Während viele Nachahmer der Mondseer Fleuronnéegruppe "FL 1" jeweils nur in einer oder zwei Handschriften tätig sind (dabei handelt es sich wohl überhaupt jeweils um den Schreiber), lässt sich unter ihnen zumindest eine Hand erkennen, die wiederum in einer ganzen Gruppe von Bänden greifbar wird und hier als "FL 3" bezeichnet wird. Es handelt sich bei diesem Florator um einen dilettierenden Nachahmer von "FL 1", der sich auf die flotte Wiedergabe der Grundformen seines Vorbildes verlegte und in den folgenden Codices der ÖNB in Wien eindeutig nachweisbar ist: Cod. 1477, Cod. 3601, Cod. 3613, Cod. 3657, Cod. 3672 und Cod. 3775. Des Weiteren ist nachgetragenes Ornament seiner Hand in drei bereits in den 1430er Jahren entstandenen Handschriften, Cod. 3733, Cod. 3746 (1434) und Cod. 3786 (1436) – die beiden letztgenannten Codices enthalten außerdem Fleuronnée vom Florator des zum Teil 1438 entstandenen Cod. 2842 –, sowie auch in Cod. 3788 (1406 datiert, siehe MeSch II 2002, Kat. 162, Abb. 457) zu finden, ebenso in Cod. 5115 und Cod. 5428 (zu diesen beiden Handschriften siehe MeSch V, S. 400 f.: Liste der nicht beschriebenen Handschriften). Schließlich begegnet man ihm in den drei nach 1450 entstandenen Cod. 1899, Cod. 3741 und Cod. 3825.

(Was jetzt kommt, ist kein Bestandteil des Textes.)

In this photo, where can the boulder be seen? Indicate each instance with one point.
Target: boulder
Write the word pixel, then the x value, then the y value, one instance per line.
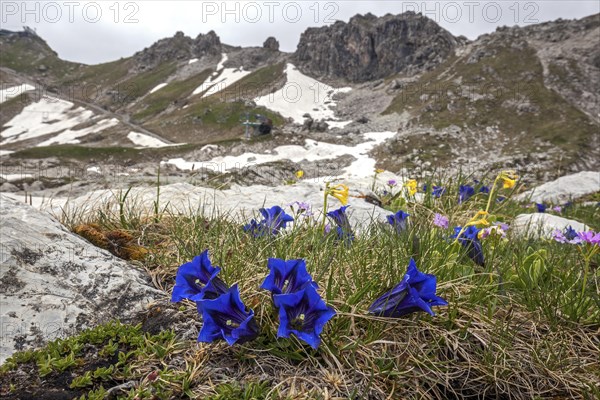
pixel 369 48
pixel 55 283
pixel 541 225
pixel 271 44
pixel 565 188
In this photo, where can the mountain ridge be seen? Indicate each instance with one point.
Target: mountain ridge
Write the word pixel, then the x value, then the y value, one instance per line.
pixel 535 86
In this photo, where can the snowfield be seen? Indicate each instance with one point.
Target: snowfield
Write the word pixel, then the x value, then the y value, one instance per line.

"FL 3" tritt erstmals in dem 1442 datierten Cod. 3775 (99r) und in Cod. 3613 (169r) von 1444 auf und lässt sich u. a. in Cod. 1477 (171v) – jener 1447 datierten Handschrift aus der von Frater Wilhelm Kogler geschriebenen, siebenbändigen Nicolaus-de-Lyra-Ausgabe, nachweisen, in welcher "FL 1" nur in einer einzigen Initiale erscheint. Sein Wirken erstreckt sich über die Jahrhundertmitte hinweg bis gegen Ende der 1450er Jahre (z. B. Cod. 3669, Cod. 3669*; bemerkenswert ist seine Präsenz in dem mit einer Titelminiatur und Deckfarbeninitialen aufwändig geschmückten Missale der Ulrichskapelle (Cod. 1899).
Charakteristisch für das Fleuronnée von "FL 3" sind mit brauner bzw. schwarzer Tinte in flottem Strich in die roten Lombarden eingetragenen Knospen bzw. Knospenräder (Cod. 1477, 171v; Cod. 3601, 78v; Cod. 3657, 1r; Cod. 3672, 30v). Häufig finden sich auch an S-förmige Teilungslinien angelehnte, einseitwendige Knospengarben (Cod. 3613, 142v, 169r). In Cod. 3657 begegnet auf 168v auch das aus der Fleuronnéegruppe "FL 1" bekannte (z. B. Cod. 3813, 175v) Motiv der gebündelten Parallelfäden auf, die an ihrem Ansatz von Perlenketten mit vergrößerter Anfangsperle gerahmt werden. Fast alle Knospen dieses Florators haben anstelle von Punktungen zwei Parallelstriche, z. T. in der Gegenfarbe. Die Zwischenräume sind meist schraffiert. Konturbegleitend erscheinen durch Leerräume voneinander abgesetzte, oft sehr stark vereinfachte Perlengruppen mit Fadenausläufern, von denen jeweils einer besondere Betonung erfährt (z. B. Cod. 3601, 78v; Cod. 3657, 1r). Nicht selten werden größere Partien, auch am äußeren Rand einer Initiale, einfach schwarz schraffiert; teilweise treten an Fadenausläufern schwarz-rote, dreieckige, kammartige Fadenfortsätze auf (Cod. 3613, 169r).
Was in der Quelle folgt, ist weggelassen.